To: Boca_PETE who wrote (5195)5/29/1998 11:32:00 AM
From: kahunabear  Read Replies (2) | Respond to of 42834
 
Pete,

I believe I was the one that raised this questions many posts ago. I have read through all of the posts since then and I still think that the accounting for options is flawed. I will use your example of a company buying a stock in the open market for $50 and selling it to its employees for $10. Does the company not lose $40 on that transaction ? Does it not cost the company ? Does it not dilute the value of the shares ? You said it is added to paid-in capital. Sounds a lot more like paid-out capital to me.

Whatever the case, price to book values are high. The S&P 500 is selling for 6 times its books value. I feel options and the associated buybacks that fund them, are part of the problem. I feel the so called non-recurring charges that seem to occur so frequently are also a problem. But most of all, it is a problem of too high market prices for stocks.

What are your ideas on this subject ? As an accounting/finance professional do these things concern you ?

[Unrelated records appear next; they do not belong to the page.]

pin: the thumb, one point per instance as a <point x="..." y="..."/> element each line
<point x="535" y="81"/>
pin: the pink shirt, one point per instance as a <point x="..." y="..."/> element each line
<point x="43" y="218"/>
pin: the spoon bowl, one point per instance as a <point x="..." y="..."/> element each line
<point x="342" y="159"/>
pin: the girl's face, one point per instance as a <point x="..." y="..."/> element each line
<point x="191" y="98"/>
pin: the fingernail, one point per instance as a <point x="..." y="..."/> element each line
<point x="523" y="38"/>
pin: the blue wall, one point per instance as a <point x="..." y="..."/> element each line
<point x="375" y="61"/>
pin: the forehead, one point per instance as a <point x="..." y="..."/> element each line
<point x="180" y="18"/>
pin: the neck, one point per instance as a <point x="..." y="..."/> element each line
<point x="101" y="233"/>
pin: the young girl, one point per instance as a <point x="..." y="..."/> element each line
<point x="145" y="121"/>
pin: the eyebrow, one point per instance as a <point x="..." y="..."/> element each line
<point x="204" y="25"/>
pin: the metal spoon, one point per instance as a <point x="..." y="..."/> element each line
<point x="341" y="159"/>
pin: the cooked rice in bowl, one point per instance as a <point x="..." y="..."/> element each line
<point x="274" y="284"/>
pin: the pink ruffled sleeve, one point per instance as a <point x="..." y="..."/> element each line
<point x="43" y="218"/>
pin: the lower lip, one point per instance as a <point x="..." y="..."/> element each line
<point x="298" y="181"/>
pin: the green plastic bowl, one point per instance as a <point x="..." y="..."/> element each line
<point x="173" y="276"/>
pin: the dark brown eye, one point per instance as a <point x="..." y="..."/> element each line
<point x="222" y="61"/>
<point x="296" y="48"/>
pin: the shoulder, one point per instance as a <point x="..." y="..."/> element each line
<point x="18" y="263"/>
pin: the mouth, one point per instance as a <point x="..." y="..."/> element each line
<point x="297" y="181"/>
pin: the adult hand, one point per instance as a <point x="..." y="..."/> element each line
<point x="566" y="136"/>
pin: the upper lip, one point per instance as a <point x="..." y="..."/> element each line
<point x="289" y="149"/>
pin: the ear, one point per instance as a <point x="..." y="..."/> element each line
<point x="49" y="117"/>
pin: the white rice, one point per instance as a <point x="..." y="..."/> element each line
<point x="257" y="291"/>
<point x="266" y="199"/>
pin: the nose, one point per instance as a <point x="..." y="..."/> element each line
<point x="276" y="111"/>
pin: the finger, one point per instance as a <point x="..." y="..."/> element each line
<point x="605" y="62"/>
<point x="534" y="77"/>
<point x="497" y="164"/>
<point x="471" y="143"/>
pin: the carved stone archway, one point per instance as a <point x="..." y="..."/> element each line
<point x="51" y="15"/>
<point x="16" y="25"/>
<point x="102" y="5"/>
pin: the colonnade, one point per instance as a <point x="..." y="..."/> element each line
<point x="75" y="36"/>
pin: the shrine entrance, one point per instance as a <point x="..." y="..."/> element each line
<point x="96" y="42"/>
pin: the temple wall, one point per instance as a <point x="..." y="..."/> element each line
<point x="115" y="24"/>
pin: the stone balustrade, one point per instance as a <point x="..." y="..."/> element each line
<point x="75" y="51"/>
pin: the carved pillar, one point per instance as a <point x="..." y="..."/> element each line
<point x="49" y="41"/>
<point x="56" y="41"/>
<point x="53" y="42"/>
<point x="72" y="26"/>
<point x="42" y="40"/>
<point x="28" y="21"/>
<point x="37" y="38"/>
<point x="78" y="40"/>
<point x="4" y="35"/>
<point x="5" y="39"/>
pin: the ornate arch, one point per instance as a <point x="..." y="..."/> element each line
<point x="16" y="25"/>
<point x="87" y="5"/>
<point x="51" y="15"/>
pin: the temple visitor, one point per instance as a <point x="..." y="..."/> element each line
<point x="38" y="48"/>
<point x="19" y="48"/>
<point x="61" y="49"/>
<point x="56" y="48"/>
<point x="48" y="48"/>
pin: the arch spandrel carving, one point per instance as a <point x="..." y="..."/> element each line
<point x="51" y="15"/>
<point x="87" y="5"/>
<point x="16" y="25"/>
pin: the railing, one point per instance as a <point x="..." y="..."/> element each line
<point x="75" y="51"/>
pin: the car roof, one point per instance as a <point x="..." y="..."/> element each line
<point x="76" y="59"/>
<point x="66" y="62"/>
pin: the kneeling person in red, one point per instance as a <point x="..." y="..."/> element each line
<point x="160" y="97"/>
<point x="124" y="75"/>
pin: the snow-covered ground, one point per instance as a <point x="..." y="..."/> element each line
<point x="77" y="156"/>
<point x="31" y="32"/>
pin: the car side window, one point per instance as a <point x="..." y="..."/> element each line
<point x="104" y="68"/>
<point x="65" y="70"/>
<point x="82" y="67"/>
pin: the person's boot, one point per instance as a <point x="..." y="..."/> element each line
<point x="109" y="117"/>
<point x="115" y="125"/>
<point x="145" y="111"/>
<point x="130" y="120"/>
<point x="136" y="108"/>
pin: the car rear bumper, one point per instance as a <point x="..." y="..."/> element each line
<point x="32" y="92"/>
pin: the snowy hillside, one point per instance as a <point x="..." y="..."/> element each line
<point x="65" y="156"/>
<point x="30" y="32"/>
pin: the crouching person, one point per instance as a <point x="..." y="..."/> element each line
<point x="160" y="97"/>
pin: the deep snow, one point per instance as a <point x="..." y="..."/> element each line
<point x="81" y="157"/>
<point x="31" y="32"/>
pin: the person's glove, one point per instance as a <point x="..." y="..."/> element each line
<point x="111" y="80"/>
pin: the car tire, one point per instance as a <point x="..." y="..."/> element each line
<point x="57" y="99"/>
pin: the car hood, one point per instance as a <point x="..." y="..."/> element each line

The last time I checked, companies can do two things with earnings. They can pay out dividends to their shareholders or reinvest the money into the company to increase earnings and BUILD EQUITY. Well, we know they aren't paying dividends (double taxation right ?). They are putting it back to work in the company. Yet, book values have decreased, right ? If shareholders are not getting dividends and book values are decreasing, then WHERE ARE THE EARNINGS GOING ? Perhaps we would be better off buying tulips.